BOISE, Idaho (AP) - An attorney for the state of Idaho says the American Civil Liberties Union is suing the wrong people over the state’s allegedly unconstitutional public defense system.

Deputy Attorney General Michael Gilmore told a judge Wednesday that neither Gov. C.L. “Butch” Otter, the Public Defense Commission nor the state as a whole has the legal authority or responsibility to enforce standards on county public defense systems.

“That’s not how a system of government based on a separation of powers principle works,” Gilmore told the judge.

It would have been more appropriate for the ACLU to sue county commissioners, magistrates or judges, Gilmore said.
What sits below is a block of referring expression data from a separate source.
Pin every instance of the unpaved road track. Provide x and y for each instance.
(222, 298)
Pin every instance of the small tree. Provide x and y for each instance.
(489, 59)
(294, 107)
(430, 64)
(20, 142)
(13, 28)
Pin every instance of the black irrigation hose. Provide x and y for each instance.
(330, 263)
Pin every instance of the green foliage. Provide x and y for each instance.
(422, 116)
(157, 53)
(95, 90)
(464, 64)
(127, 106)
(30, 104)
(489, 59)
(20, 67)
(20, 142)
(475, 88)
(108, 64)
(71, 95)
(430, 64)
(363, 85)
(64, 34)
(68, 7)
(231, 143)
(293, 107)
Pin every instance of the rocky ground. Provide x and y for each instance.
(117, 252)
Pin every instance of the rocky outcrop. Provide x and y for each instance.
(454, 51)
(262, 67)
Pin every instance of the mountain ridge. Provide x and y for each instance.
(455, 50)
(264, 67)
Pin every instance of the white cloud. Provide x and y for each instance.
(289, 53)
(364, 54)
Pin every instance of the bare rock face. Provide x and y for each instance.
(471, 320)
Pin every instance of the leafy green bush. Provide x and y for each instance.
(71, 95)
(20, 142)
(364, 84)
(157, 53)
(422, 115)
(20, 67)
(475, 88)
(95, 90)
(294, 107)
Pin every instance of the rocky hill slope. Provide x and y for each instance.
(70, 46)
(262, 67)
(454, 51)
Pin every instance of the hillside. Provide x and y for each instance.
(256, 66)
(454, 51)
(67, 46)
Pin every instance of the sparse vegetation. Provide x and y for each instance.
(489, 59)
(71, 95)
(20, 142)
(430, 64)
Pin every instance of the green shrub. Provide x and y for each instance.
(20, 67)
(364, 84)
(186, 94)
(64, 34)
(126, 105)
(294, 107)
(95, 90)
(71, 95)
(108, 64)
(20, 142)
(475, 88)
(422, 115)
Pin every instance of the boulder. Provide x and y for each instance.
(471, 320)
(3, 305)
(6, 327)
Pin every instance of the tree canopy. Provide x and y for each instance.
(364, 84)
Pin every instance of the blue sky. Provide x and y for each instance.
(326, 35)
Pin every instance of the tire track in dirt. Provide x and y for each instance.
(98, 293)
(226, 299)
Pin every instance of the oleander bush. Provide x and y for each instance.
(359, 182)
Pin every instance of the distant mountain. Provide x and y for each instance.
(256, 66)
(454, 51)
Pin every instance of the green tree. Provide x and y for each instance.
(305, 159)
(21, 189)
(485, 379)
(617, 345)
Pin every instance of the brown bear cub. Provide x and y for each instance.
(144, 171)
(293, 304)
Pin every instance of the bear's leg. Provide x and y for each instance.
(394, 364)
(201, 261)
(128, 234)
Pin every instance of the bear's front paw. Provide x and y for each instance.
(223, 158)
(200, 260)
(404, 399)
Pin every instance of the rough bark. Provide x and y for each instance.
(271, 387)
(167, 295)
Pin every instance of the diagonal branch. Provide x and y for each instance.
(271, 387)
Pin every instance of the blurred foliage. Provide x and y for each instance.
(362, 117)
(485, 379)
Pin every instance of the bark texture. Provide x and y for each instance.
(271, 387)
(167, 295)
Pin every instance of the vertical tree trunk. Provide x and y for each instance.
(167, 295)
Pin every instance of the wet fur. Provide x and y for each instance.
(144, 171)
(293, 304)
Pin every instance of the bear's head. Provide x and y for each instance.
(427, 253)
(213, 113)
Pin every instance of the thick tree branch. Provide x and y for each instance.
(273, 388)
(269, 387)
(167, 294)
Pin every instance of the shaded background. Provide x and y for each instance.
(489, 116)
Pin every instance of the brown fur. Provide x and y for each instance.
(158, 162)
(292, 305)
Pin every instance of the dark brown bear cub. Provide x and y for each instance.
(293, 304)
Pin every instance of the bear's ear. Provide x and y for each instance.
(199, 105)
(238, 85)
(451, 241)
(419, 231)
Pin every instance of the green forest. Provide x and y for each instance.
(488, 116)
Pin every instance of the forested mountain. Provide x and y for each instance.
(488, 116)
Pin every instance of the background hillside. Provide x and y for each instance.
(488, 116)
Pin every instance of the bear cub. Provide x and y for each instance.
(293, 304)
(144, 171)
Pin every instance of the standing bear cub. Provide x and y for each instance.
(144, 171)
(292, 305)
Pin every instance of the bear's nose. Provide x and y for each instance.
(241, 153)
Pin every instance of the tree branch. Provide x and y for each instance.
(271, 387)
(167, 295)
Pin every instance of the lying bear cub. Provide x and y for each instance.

The ACLU contends state officials have known for several years that overwhelming case loads, underfunded budgets and a patchwork system that varies county by county prevent defendants from receiving adequate legal representation guaranteed by the U.S. Constitution. Though the ACLU has brought similar cases over public defense systems in parts of Michigan, Washington state and other regions, attorneys on the Idaho lawsuit say it’s the first such case against an entire state.

ACLU attorney Jason Williamson told 4th District Judge Sam Hoagland that the organization could have taken a county-by-county approach, but that would take years, leaving defendants to continue to get unconstitutional representation well into the future.

“We were not quick on the draw” to bring the lawsuit, Williamson told the judge, but instead gave the state plenty of time to take action.

Idaho can’t escape liability just by claiming there’s no one to sue, Williamson said. He agreed that the state could delegate that responsibility to counties, but he said the counties must also have the resources and training to carry out the task.

Idaho is one of just three states that don’t provide funding for public defense, Williamson noted.

“Delegation is not the problem,” Williamson said. “It’s when delegation turns into abdication - that’s the problem.”

The judge said he would take the matter under advisement and will issue a written ruling later on whether the lawsuit can move forward.

Earlier on Wednesday, an interim legislative committee met to talk with county leaders and mull over possible legislation intended to improve public defense across the state. The Idaho Association of Counties is pushing for any changes to be paid for by the state, with the counties contributing whatever they currently pay for public defense. Several lawmakers on the committee are more supportive of a grant program where counties that meet certain standards could get a portion of state money.

The interim committee didn’t reach consensus on Wednesday, but members hope to introduce a bill for the 2016 Legislative session.

Dan Chadwick with the Idaho Association of Counties warned lawmakers that the ACLU lawsuit wasn’t the only one - Canyon County has been sued by a former employee. The employee purports to be a whistleblower and says the public defense caseloads are too high and funding is too low, Chadwick said.

“Quite frankly it’s a big frustration for us, and we’re talking about a state responsibility,” Chadwick said. “The only reason it’s a county responsibility is that the state has chosen to delegate that to the counties … no matter what we do and how hard we try to fix it, we end up in court anyway.”